As we went through the research, I was really struck by just how differently these paired twins would confront the same realities, or not. You look at Kroger and A&P in the late 1960s, and they’re both confronting the exact same world. The world was changing under their feet. A&P goes out and realizes that they’ve got all these old-style grocery stores that were really depressing, but they were right for the Depression Era. And so did Kroger.

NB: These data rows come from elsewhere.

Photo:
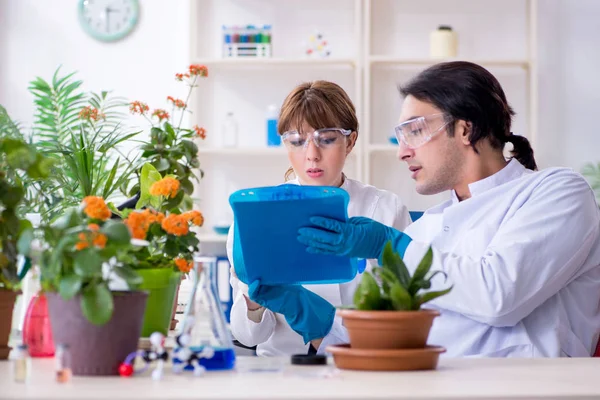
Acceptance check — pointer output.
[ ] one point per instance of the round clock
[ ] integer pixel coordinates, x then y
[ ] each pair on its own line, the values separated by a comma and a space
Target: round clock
108, 20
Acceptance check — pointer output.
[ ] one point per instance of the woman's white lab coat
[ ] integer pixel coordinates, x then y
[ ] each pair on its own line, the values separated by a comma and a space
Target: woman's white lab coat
523, 254
272, 334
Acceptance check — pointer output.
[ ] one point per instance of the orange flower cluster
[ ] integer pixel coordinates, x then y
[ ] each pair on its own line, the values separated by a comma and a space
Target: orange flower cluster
176, 224
183, 265
194, 217
180, 77
198, 70
137, 107
91, 238
167, 187
90, 113
96, 208
200, 132
160, 114
139, 222
176, 102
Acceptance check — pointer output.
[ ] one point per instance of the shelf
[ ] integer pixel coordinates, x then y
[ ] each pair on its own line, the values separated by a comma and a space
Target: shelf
212, 238
259, 151
374, 60
333, 63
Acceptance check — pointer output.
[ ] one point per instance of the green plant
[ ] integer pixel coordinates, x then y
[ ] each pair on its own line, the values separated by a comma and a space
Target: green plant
592, 173
171, 149
18, 161
170, 242
396, 289
83, 249
83, 133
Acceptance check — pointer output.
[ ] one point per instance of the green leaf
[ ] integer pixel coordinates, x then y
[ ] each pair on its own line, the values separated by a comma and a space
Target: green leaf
69, 286
148, 176
129, 275
88, 263
116, 232
425, 297
400, 297
368, 294
97, 304
392, 261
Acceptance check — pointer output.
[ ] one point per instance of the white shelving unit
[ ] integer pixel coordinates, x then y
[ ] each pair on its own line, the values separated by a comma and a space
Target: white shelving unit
376, 45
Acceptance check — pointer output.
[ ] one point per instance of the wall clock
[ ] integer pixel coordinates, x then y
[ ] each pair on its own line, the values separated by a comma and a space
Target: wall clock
108, 20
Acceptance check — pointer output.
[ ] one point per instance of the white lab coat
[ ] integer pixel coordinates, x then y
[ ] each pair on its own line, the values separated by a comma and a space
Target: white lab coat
523, 254
272, 335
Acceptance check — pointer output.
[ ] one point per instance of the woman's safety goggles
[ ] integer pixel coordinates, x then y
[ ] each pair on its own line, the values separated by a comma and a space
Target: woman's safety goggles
324, 139
418, 131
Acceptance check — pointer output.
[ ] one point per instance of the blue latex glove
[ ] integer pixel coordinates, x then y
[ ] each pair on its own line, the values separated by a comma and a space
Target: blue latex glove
307, 313
360, 237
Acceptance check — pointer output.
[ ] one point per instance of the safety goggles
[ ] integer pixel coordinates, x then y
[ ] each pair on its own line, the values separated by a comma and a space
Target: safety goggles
324, 139
418, 131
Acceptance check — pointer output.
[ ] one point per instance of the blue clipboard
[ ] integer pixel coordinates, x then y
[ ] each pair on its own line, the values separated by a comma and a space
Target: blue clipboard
265, 244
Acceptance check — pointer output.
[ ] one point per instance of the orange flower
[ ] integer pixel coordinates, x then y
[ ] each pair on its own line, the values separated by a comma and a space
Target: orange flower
167, 187
175, 224
183, 265
95, 207
195, 217
201, 132
160, 114
176, 102
198, 70
137, 107
90, 113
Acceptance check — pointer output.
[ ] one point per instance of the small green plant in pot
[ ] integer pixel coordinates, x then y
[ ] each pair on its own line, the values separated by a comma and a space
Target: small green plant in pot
170, 244
387, 312
19, 161
84, 250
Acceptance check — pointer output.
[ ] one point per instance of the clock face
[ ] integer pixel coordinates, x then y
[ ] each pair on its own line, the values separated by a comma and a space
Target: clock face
108, 20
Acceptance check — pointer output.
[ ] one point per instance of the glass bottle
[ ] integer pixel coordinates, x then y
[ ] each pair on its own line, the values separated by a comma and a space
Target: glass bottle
63, 363
37, 331
20, 363
208, 332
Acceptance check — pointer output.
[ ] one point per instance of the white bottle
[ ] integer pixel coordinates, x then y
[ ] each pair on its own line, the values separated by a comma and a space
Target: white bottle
229, 133
443, 43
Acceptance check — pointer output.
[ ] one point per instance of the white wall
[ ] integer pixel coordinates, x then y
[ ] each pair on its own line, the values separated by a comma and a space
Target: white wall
37, 36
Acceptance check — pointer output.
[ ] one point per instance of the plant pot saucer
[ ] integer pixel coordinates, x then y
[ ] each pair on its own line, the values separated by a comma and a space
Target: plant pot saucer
346, 357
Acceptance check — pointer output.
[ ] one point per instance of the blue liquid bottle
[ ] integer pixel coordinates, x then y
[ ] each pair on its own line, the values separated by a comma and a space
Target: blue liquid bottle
204, 342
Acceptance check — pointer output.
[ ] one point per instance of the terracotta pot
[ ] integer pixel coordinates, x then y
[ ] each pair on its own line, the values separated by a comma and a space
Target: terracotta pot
98, 350
7, 304
388, 329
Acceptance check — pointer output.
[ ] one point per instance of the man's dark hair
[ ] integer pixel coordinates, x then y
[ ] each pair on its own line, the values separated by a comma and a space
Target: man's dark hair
468, 92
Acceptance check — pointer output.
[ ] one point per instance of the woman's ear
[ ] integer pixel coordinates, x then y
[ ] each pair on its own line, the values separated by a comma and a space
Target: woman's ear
351, 142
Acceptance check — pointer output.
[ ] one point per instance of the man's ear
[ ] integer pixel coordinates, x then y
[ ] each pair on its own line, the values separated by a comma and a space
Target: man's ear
351, 142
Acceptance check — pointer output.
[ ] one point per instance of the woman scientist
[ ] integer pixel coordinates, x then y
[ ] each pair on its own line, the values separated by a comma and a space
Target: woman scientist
520, 247
319, 128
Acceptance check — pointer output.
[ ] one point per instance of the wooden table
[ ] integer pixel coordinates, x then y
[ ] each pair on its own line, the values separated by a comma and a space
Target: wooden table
264, 378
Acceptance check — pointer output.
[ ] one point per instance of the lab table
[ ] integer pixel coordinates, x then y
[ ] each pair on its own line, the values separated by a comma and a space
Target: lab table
276, 378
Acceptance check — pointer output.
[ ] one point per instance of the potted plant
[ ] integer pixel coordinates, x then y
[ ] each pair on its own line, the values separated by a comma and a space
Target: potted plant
84, 250
387, 327
18, 161
169, 241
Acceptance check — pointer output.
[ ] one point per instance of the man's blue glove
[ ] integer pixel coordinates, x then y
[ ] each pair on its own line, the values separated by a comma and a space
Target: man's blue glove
360, 237
307, 313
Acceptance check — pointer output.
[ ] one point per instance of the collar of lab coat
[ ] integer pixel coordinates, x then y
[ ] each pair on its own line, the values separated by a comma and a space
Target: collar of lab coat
513, 170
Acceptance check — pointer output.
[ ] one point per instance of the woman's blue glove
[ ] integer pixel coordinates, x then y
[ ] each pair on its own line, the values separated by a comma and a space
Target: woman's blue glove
307, 313
360, 237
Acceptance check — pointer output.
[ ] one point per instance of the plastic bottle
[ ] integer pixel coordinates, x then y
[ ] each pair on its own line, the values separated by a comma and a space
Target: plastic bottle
443, 43
229, 136
273, 138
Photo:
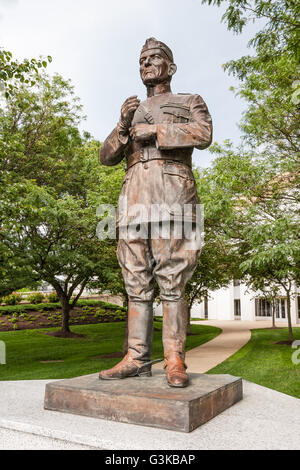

Then A&P began to run experiments, and guess what they found? The future was probably going to be in these things called superstores. An inflection point was taking place under their noses. So, the A&P people started this thing called the Golden Key. Data came back: people loved the Golden Key. But the implication of it was terrifying. Think about it for a minute. If the data from the Golden Key is right, that means our entire system is wrong. Everything we built for one hundred years is going to need to be thrown out—everything in terms of the actual stores themselves. We are going to actually have to turn over our whole system into superstores. A&P’s response was to pull out a gun, put it to the temple of the Golden Key, and pull the trigger. Bang.
Kroger ran experiments. Same world. Same data. And they looked at it and they said, “You know what this means? These superstore experiments were working. That must mean our whole system is going to have to be wrong.”
What did they do? They pulled out a gun and went to the temple of every one of their old stores, terminating them or turning them into superstores. Completely different response to the exact same reality.